The play, which had its first performance in German in Berlin in 1911, was likewise mounted in German for the Austrian stage at Vienna's Lustspieltheater at the end of 1913 in an adaptation entitled Schwechater Lager.

The play was translated into Finnish as Kunnia-esimies Beulemans and premiered on 20 May 1914, at the Suomen Kansallisteatteri, in Helsinki.

On the evening of 10 April 1915, at Lisbon's Teatro da Avenida, the first performance in Portugal was given of Fonson and Wicheler's play, translated by Portuguese writer Accacio Antunes, under the title of O casamento da menina Beulemans.

Turkish writer Hüseyin Suâd Yalçın translated and altered the play in collaboration with Münir Nigâr as Kayseri Gülleri (Note: Roses of Kayseri). It premiered at Istanbul's Tepebaşı Theatre on 23 March 1918, and was first published in Ottoman Turkish in 1920. This version was given in modern Turkish transcription by Atabey Kılıç, and published in April 2016.

The play was adapted in Sweden by writer Algot Sandberg as Ann-Sofis giftermål and premiered at Stockholm's Södra Teatern on 24 September 1921.
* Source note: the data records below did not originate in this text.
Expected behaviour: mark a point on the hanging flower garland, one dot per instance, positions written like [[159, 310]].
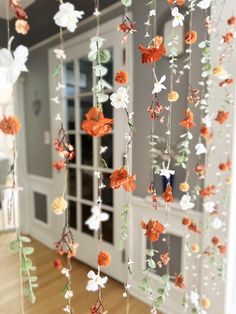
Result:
[[67, 17]]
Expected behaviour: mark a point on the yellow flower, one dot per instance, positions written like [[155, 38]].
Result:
[[218, 70], [59, 205], [184, 187], [173, 96]]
In 1933, the play was adapted into an Alsatian context by bilingual poet, playwright and composer Victor Schmidt as D'Hochzitt vo d'r Mamsell Martischang, and premiered for the first time in Colmar in the vernacular by the local dialectal company Théâtre Alsacien de Colmar on 2 April. This Alsatian dialect stage production resulted in great success with local audiences and enjoyed revivals.
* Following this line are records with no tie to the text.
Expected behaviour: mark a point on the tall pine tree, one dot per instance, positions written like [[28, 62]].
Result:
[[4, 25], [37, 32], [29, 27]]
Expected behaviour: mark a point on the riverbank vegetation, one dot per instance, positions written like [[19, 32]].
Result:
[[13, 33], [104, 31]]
Aside from these translations or adaptations, it was alleged that the play was also adapted and introduced in Japan to a local audience.

==About the play==
When Frantz Fonson died in December 1924, the exclusivity over all theatrical adaptations of the play, including professional and amateur, was left to the Théâtre royal des Galeries with his son Lucien as stage director, agreeably to his last will. The play passed into the public domain on the seventieth anniversary of Wicheler's death, in 2006.

Although a number of actors have added their own interpretations to the play, Gustave Libeau and Jacques Lippe are especially noted for their portrayals of Ferdinand Beulemans. Belgian actress Catherine Lenain was the worthy partner of Jacques Lippe and achieved fame in her performances, eleven years apart, of Beulemans' daughter and wife.